2 WRITING CENTERS E O CAPA
2.7 TUTORING
2.7.1 Pesquisa em tutoring
As iniciativas de peer learning, de modo geral, são vistas também como indo além do ambiente de writing centers. Um dos estudos pioneiros em relação ao peer learning é atribuído ao trabalho de Bloom (1984). Influente pesquisador na área de Educação, Benjamin Bloom tem trabalhos que contribuíram para a pesquisa nas áreas de metodologia e avaliação educacional.

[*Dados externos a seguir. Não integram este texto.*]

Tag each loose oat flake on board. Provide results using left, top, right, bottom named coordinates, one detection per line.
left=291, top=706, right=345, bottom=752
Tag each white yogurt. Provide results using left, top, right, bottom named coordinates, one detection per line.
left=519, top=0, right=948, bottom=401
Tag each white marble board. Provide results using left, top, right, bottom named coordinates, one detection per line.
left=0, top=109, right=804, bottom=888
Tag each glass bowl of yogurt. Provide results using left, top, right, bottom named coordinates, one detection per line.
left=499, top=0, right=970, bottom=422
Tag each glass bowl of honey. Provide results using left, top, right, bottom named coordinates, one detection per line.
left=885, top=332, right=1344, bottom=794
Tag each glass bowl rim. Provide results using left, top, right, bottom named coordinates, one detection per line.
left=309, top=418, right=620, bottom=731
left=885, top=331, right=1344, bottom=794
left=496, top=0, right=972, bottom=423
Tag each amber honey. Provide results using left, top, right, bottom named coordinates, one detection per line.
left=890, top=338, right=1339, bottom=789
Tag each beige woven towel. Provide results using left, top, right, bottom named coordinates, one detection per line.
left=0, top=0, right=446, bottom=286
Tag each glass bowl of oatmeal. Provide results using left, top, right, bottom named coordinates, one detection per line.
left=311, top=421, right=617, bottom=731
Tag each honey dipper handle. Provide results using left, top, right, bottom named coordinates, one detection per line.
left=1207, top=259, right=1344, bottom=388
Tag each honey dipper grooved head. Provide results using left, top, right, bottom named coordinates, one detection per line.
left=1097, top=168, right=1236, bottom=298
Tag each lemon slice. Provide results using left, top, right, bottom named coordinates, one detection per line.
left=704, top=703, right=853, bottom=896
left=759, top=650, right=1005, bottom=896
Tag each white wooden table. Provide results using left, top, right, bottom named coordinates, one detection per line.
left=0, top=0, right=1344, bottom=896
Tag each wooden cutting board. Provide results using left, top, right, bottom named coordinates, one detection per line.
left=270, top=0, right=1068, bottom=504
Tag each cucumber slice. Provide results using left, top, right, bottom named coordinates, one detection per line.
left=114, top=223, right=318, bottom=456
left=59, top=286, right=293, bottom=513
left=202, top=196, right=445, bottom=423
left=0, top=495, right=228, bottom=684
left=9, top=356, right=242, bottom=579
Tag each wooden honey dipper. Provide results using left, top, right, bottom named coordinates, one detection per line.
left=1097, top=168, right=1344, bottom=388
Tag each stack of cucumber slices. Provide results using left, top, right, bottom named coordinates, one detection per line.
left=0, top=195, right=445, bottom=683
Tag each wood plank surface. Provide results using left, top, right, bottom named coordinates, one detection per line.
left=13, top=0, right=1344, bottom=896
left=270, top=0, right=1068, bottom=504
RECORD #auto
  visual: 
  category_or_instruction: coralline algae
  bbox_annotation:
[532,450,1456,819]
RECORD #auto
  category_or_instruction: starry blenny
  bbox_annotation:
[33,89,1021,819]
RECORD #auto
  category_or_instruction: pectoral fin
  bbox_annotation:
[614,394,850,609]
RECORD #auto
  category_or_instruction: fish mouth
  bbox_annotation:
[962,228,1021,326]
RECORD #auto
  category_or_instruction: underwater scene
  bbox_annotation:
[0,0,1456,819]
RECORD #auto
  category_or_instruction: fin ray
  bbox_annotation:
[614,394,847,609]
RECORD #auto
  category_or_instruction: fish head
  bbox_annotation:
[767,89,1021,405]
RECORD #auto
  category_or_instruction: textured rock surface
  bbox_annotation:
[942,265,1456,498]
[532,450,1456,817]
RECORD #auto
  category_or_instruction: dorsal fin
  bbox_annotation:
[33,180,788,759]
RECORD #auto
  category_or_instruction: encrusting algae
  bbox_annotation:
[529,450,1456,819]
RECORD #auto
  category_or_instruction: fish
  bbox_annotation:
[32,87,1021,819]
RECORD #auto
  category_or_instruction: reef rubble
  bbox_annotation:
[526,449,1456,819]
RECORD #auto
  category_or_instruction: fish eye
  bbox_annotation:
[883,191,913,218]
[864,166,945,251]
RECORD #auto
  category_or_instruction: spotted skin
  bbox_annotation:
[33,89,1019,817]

O autor desenvolveu um aporte teórico que desafiou o modelo tradicional de instrução escolar, conhecido como Mastery Learning. Tanto Bloom quanto Caroll são reconhecidos como fundadores dessa perspectiva. Caroll, em 1963, elencou os maiores fatores de sucesso para o aprendizado, publicados em seu texto A Model of School Learning, dentre eles as variáveis como o tempo de aprendizado, a aptidão do aluno àquele conteúdo, a qualidade da instrução, a perseverança e a oportunidade de aprendizado. Bloom, baseando-se nessas variáveis, modificou o modelo em sua publicação Learning for Mastery (1968), seguindo a lógica de que se os alunos tivessem diferentes oportunidades de aprendizado (maior ou menor tempo e maior ou menor qualidade de instrução), então as diferenças individuais (como a aptidão) impactariam menos no resultado final do aluno (BLOCK; BURNS, 1976). A partir dessas construções teóricas, ficou conhecida como Mastery Learning, estratégia através da qual
(...) os professores primeiramente organizam os conceitos e as habilidades que querem que os alunos aprendam em unidades de ensino que normalmente envolvem cerca de uma ou duas semanas de instrução. Após a instrução inicial na unidade, os professores
administram uma breve avaliação “formativa” com base nas metas de aprendizado da unidade. Em vez de significar o final da unidade, no entanto, o objetivo dessa avaliação formativa é fornecer aos alunos informações ou feedback sobre seu aprendizado. Ele ajuda os alunos a identificar o que aprenderam bem até aquele ponto e o que eles precisam aprender melhor (GUSKEY, 2005, p. 3, minha tradução48).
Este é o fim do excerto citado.